Crews from the Utah Department of Transportation worked to clear debris from Main Street from about 11:30 p.m. on Saturday night until 4:30 a.m. on Sunday.

“This was a very significant event,” said Kevin Kitchen, spokesperson for UDOT. He said the weekend storms equated to somewhere between a 200-year storm event and a 500-year storm event.

Crew supervisors told Kitchen that the street was “basically a river” when they arrived to clear mud, rock, and some brush and wood debris. They said they also saw a few culverts floating in the floodwater, and weren’t sure where they came from.

UDOT has been working on new storm drainage infrastructure alongside the Highway 191 widening project north of Moab. Kitchen said the project wasn’t quite completed, but even if it were, it was designed to handle waters from 50-year flood events, not storms of the magnitude seen this weekend. Kitchen said crews will need to conduct some clean-up before resuming work to finish the drainage project.

Kitchen added that UDOT has been busy cleaning up after floods throughout the state, typically removing mud and rocks, and sometimes timber from roadways. He said roadways near burn scars are particularly susceptible to flash flooding and debris flows.

Earlier this summer, the Bear Fire burned through an area above the town of Helper. On Aug, 1, rainfall in the area of the Bear Fire burn scar caused severe flooding that resulted in one death. KUTV reported Aug. 2 that flash flooding the previous day had killed a mine worker on his way to work at the Gentry Mountain Mine in Emery County, Utah. The man has been identified as 48-year-old Gary Nelson of Fairview, husband and father of three daughters.

“My brother in law was the rock of their family and the main supporter,” wrote Nelson’s sister-in-law on a GoFundMe page she set up for the family.

Several other mine workers were also swept up in what was described as “a wall of water and debris.” They are expected to make full recoveries.
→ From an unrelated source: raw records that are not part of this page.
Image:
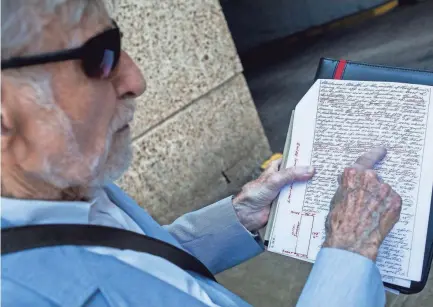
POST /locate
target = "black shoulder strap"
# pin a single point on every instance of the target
(16, 239)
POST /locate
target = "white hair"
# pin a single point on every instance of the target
(22, 21)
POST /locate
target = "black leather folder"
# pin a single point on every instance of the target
(348, 70)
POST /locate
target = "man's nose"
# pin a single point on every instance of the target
(128, 81)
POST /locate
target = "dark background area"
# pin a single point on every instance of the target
(279, 73)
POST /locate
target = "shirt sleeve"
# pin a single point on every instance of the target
(342, 278)
(215, 236)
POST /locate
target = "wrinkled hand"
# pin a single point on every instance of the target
(253, 204)
(363, 210)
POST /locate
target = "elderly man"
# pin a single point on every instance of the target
(67, 98)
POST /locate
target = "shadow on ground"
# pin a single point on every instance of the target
(404, 38)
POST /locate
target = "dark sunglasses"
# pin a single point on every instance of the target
(99, 55)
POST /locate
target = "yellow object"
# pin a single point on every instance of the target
(385, 8)
(274, 157)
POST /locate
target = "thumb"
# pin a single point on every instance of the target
(292, 174)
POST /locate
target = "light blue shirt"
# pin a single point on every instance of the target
(96, 276)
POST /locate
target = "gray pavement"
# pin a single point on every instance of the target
(403, 37)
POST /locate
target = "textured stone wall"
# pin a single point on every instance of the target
(197, 135)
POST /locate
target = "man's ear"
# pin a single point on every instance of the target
(12, 145)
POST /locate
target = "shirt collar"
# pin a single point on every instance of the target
(20, 212)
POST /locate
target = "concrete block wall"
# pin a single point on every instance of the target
(197, 135)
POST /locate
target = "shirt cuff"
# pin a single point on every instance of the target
(343, 278)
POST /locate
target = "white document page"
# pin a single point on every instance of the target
(334, 123)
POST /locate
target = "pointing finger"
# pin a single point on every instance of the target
(274, 166)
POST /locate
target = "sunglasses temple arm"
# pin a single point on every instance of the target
(71, 54)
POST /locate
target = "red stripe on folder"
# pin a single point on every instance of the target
(339, 71)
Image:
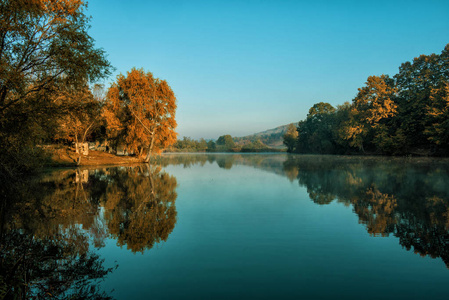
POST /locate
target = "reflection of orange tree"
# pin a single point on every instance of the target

Kitchen also noted a recent flood north of Cedar City, which caused vehicles to float.

“These guys are fairly used to fast response on all this,” Kitchen said of UDOT crews, though he acknowledged, “They’ve been very busy these past several days.”

Erin Walter, meteorologist for the National Weather Service in Grand Junction, said that although the weather seems extreme, it’s within the normal range of monsoon patterns for the region. The Pack Creek burn scar, she said, is one factor amplifying flooding in response to all the rainfall.

“The soils that are burnt, that top layer, can’t absorb the water as quickly,” she explained, and that creates a huge sheet that sheds rainwater into drainages. That phenomenon contributed to the swelling of Pack Creek in previous flood events.

Walter also noted that much of Moab’s downtown has impermeable surfaces, so when water falls right over the city, it pools readily. When showers follow one another in quick succession, there’s no time for things to dry out in between soakings.

“We have had repetitive heavy rainstorms, so anything that could hold water was probably fully saturated and became more vulnerable to runoff,” Walter said.

Walter said the forecast for the coming weeks looks drier than last week, but noted that the monsoonal pattern could redevelop in the following week.